AMD: R7xx Speculation

mczak · Jun 24, 2008

trinibwoy said:
I don't think FP16 filtering is half speed in RV770 though. Measured numbers seem to indicate that it's pushing more texels than G92 and it gets up pretty close to GT200 too.

I was refering to Cho's numbers here: http://forum.beyond3d.com/showthread.php?t=48630&page=2
Though these numbers don't make sense for the HD3870 which was used in comparison (I think it could be a 3870x2 instead, then it would make more sense...)

Mintmaster · Jun 24, 2008

jimmyjames123 said:
While I agree that GTX 280 is way overpriced, let's not get carried away and claim that GTX 260 is DOA. I'm sure when all is said and done that there will end up being several games where the GTX 260 has higher playable settings than the 4870 512MB, not to mention possibly lower idle power and also PhysX/CUDA support.

There will always be niche markets for any product, e.g. Parhelia, but this is NVidia we're talking about. It doesn't have to be literally DOA for it to be effectively so. ~10% more system idle power isn't a big deal, and will take several years of 24/7 usage to even reach half the difference in cost.

In fact, I would argue the opposite in that the GTX 280 has more usefulness than the 260 in that it is clearly the best and there will always be people who want that. I think SLI tends to scale a bit better than CF, too (not counting X2 and GX2, which aren't here yet).

Also note that any review that compares Geforce GT200 vs Radeon 48xx with 8x MSAA enabled will almost always show advantages for the Radeon. As mentioned before, it doesn't make sense to run the Geforce cards with 8x MSAA, as performance is much much better with 16x CSAA, with minimal tradeoff in image quality.

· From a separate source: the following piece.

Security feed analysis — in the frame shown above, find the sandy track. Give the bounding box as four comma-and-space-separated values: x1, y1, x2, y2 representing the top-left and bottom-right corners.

Only two games tested on that site used 8xAA, and I ignored them in my assessment, especially because framerates were so high that it didn't matter who won.

jimmyjames123 · Jun 24, 2008

Mintmaster said:
There will always be niche markets for any product, e.g. Parhelia, but this is NVidia we're talking about. It doesn't have to be literally DOA for it to be effectively so. ~10% more system idle power isn't a big deal, and will take several years of 24/7 usage to even reach half the difference in cost.

In fact, I would argue the opposite in that the GTX 280 has more usefulness than the 260 in that it is clearly the best and there will always be people who want that. I think SLI tends to scale a bit better than CF, too (not counting X2 and GX2, which aren't here yet).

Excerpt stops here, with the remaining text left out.